Le visage fardé d’un élégant maquillage et parée d’une très belle robe, Jazzmeia Horn fait une entrée timide sur la scène du Duc des Lombards. La jeune artiste paraît presque stressée ou tout du moins extrêmement concentrée. Les premières notes de « Tight », une reprise d’un classique de la grande Betty Carter la plongent dans son élément. La transformation qui s’opère devant nos yeux est remarquable, sa présence et son aura se diffusent dans la salle et bientôt le public se retrouve captivé, presque prisonnier par le charme de la jeune artiste.

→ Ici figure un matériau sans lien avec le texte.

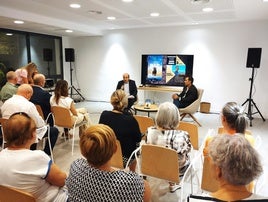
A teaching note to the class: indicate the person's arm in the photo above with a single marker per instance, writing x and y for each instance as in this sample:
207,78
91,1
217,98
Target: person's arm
73,109
147,192
56,176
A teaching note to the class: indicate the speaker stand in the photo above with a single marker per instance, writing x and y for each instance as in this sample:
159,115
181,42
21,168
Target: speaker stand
251,102
72,87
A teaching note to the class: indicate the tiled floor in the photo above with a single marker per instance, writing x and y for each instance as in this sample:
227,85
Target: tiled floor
63,157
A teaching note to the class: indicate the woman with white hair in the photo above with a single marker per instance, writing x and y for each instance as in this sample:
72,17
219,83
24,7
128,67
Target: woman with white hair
165,133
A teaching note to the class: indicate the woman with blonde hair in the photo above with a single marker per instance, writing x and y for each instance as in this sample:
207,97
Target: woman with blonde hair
93,179
61,98
125,126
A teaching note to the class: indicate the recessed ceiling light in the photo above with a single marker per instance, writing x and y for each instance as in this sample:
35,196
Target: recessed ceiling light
75,5
111,18
207,9
154,14
18,22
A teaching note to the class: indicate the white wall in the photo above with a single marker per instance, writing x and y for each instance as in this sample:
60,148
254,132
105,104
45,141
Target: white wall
220,54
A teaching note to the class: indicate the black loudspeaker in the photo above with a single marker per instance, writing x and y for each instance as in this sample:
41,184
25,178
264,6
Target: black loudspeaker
47,54
69,54
254,57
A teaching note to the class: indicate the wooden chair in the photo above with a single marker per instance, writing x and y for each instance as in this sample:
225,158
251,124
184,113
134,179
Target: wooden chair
40,111
14,195
192,130
144,123
63,118
192,108
117,158
157,161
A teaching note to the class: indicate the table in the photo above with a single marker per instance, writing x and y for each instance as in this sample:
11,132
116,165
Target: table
142,108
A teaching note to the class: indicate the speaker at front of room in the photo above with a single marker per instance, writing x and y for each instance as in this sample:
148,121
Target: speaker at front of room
69,54
254,57
47,54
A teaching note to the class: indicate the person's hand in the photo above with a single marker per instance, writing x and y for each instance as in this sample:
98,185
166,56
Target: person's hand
175,96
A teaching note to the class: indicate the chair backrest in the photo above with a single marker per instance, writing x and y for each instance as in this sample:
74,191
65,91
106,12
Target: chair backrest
208,182
192,130
144,122
13,195
192,108
117,158
40,111
160,162
62,116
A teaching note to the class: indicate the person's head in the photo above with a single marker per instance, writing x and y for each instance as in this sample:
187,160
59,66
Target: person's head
61,89
39,80
25,90
19,129
98,144
11,77
119,100
234,159
233,117
167,116
125,77
188,81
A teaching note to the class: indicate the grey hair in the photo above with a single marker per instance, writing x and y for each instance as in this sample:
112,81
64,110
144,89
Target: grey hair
168,116
239,161
235,117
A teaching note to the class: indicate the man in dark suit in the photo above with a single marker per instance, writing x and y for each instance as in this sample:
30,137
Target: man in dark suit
40,96
130,88
188,95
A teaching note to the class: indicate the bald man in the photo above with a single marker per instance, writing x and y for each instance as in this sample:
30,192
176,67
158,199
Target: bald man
40,96
130,88
20,103
10,88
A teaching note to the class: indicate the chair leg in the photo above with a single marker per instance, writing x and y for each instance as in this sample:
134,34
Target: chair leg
195,119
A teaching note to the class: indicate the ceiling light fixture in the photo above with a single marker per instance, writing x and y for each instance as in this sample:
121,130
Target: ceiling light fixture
18,22
154,14
75,5
207,9
111,18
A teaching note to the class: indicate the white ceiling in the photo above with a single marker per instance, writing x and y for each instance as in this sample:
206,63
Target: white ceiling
54,16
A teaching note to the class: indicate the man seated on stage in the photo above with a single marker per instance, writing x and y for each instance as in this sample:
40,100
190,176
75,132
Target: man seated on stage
188,95
130,88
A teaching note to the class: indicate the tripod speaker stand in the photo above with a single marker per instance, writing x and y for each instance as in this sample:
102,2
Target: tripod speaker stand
253,61
72,88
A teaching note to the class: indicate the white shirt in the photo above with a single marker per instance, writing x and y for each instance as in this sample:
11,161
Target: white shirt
18,103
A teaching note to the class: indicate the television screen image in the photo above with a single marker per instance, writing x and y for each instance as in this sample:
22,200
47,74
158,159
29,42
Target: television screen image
166,70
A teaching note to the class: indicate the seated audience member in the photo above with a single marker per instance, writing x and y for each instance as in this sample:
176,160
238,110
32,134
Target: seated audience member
20,103
188,95
40,96
234,120
25,74
10,88
93,179
126,127
130,88
234,164
166,134
26,170
61,98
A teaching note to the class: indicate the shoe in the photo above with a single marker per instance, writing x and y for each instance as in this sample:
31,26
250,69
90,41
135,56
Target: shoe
174,187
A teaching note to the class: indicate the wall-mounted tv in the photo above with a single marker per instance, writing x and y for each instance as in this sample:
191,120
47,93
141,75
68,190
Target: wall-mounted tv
165,69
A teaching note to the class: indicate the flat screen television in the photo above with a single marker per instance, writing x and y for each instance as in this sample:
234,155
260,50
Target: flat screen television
165,69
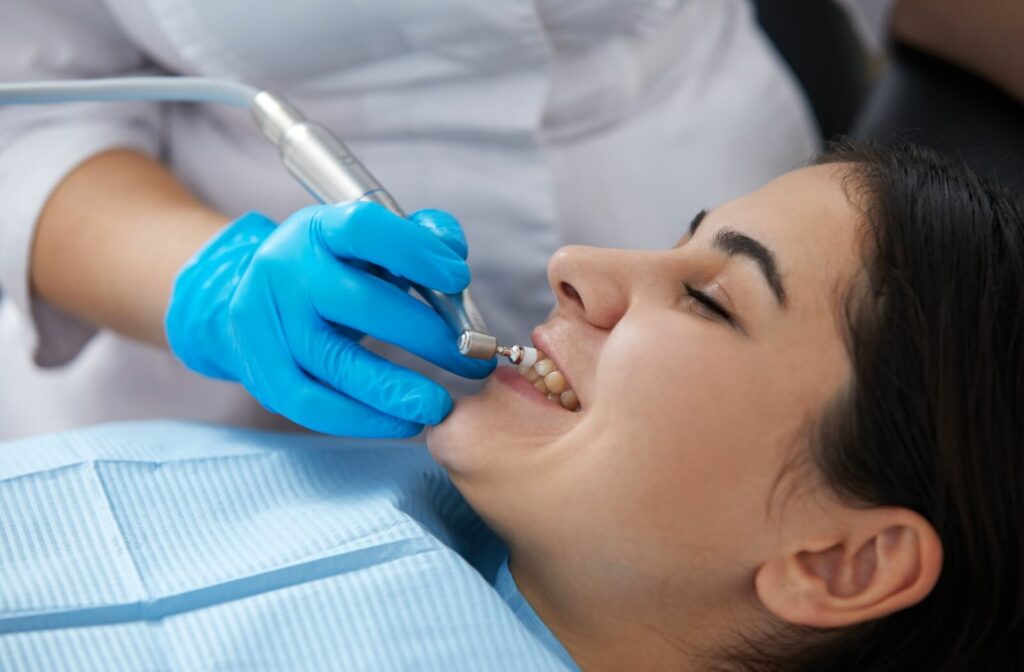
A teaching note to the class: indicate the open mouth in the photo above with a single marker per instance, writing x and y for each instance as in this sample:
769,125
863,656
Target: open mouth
550,382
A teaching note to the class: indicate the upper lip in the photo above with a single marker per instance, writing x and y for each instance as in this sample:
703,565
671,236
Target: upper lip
541,341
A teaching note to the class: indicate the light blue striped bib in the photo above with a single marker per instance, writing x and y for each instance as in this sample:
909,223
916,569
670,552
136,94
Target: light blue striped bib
173,546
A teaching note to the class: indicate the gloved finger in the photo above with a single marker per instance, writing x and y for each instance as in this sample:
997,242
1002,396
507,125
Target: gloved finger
270,374
444,226
373,306
371,233
315,407
369,378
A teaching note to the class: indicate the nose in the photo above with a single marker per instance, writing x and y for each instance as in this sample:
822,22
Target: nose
591,283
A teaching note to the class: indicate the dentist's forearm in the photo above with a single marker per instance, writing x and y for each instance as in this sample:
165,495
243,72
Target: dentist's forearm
984,36
111,240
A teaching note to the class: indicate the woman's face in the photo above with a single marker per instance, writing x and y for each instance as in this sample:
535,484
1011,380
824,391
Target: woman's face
687,416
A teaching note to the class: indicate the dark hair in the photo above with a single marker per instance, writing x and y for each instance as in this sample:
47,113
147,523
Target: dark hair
933,417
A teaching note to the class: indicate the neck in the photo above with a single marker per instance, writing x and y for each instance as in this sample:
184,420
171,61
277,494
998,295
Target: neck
607,629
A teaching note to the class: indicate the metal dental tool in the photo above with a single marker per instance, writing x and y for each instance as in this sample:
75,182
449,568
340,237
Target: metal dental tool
318,160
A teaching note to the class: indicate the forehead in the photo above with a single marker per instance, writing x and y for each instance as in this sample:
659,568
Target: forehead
807,219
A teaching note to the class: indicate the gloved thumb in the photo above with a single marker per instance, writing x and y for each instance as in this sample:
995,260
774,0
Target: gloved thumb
444,226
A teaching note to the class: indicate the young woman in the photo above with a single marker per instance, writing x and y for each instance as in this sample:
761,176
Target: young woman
792,442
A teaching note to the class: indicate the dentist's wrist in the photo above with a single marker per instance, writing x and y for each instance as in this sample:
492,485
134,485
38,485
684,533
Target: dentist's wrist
197,318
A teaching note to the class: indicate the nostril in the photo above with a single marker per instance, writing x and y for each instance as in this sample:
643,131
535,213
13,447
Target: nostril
570,292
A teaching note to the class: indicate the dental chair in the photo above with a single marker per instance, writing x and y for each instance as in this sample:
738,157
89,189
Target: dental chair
929,101
916,98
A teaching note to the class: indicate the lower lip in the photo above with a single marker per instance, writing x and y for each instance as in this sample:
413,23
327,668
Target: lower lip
510,377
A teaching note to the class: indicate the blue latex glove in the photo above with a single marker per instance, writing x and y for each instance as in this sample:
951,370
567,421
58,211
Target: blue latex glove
281,309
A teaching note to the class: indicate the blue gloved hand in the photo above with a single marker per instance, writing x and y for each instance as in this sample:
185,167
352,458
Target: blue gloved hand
281,309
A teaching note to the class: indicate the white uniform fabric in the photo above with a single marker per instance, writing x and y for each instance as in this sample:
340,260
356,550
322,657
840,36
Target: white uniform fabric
539,123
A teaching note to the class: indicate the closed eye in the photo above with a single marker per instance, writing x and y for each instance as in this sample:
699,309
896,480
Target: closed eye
709,304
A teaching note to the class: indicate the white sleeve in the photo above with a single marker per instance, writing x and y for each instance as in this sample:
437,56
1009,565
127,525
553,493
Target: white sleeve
39,145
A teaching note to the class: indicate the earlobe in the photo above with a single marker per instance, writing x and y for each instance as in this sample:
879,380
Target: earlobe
879,561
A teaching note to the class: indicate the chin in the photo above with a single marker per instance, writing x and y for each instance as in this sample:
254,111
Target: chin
450,439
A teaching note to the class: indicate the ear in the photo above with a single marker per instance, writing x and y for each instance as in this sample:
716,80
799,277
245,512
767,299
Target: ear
873,562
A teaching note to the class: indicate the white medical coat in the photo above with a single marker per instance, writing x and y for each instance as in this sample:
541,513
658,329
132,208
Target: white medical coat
539,123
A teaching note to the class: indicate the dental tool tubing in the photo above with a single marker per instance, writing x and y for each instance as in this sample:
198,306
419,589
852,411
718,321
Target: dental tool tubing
318,160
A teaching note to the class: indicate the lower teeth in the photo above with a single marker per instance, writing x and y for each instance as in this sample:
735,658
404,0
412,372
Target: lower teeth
550,382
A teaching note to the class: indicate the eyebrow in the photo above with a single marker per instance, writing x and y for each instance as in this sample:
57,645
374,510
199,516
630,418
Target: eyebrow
697,218
735,244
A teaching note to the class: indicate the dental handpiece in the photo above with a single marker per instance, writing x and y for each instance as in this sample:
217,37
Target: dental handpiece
318,160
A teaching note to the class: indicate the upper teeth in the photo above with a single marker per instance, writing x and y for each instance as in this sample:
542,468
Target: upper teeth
550,381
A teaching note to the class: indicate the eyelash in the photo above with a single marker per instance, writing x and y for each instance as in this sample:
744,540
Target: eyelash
708,302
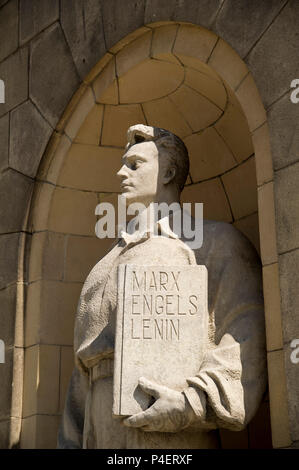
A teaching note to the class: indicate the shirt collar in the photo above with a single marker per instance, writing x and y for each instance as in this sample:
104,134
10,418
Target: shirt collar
161,226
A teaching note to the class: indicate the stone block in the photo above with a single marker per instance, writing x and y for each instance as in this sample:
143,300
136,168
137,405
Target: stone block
233,440
240,186
163,113
209,155
283,121
50,312
249,226
212,195
271,289
273,73
134,53
233,129
189,102
150,80
92,168
211,89
73,212
14,73
248,19
292,391
29,135
278,399
163,41
82,23
66,368
90,130
54,157
50,60
105,86
5,427
287,207
41,380
267,224
6,384
228,64
121,18
195,42
15,194
4,137
7,316
82,253
77,117
8,29
288,270
263,158
117,120
41,201
9,254
36,16
259,429
251,103
159,10
202,13
46,256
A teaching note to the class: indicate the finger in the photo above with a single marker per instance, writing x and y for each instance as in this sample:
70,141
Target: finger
152,388
138,420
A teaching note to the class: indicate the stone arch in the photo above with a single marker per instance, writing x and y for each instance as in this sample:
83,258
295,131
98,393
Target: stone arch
190,68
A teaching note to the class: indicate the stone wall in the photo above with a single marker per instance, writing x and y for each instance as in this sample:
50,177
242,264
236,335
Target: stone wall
46,51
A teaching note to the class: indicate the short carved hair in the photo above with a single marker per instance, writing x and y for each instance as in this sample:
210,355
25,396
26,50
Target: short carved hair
173,146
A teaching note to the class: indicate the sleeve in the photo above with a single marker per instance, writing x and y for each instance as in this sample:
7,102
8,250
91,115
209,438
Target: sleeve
70,435
230,384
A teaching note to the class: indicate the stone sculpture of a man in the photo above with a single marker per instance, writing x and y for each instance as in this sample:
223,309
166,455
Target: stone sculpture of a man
228,388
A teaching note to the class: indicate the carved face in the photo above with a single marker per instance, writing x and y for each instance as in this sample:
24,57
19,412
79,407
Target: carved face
141,173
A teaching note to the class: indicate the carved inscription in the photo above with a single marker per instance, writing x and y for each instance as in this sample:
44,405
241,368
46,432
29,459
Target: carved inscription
158,302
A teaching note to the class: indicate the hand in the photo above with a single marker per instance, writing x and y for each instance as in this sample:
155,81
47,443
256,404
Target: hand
171,411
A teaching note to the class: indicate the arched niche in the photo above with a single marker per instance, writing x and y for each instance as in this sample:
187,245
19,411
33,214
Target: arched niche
177,76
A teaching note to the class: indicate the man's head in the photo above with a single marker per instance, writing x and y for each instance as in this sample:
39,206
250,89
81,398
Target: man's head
155,165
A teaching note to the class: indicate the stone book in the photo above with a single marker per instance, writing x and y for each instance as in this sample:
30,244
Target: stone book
161,330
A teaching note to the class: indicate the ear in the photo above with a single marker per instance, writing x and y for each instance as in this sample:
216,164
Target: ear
169,175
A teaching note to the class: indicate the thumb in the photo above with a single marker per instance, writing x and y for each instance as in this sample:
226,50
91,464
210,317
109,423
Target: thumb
152,388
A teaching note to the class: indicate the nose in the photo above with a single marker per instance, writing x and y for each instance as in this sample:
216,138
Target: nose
122,172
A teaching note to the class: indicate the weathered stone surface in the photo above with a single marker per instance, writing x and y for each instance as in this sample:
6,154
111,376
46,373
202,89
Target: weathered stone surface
201,13
6,383
292,390
7,316
8,259
242,23
287,207
15,193
29,135
14,73
272,59
278,399
4,132
157,345
8,29
288,270
36,16
121,18
283,121
83,26
53,77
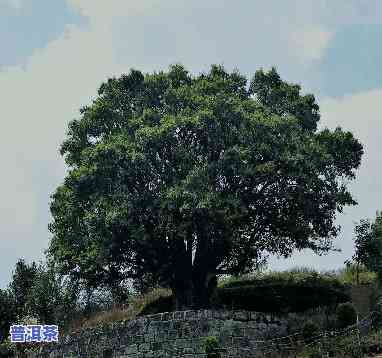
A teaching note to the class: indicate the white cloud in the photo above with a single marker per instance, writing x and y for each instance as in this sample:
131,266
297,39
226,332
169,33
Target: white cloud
16,4
309,43
37,103
359,114
39,99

Jazzmeia Horn est accompagnée de 3 musiciens sur scène : Geraud Portal à la contrebasse, Karim Blal au piano et le génialissime Henry Conerway III à la batterie. Pas de cuivres cette fois (ils sont présents sur son maxi « A Social Call ») mais cela n’enlève rien à la beauté des compositions au contraire. Elles y gagnent une forme plus épurée, mettant en valeur son timbre.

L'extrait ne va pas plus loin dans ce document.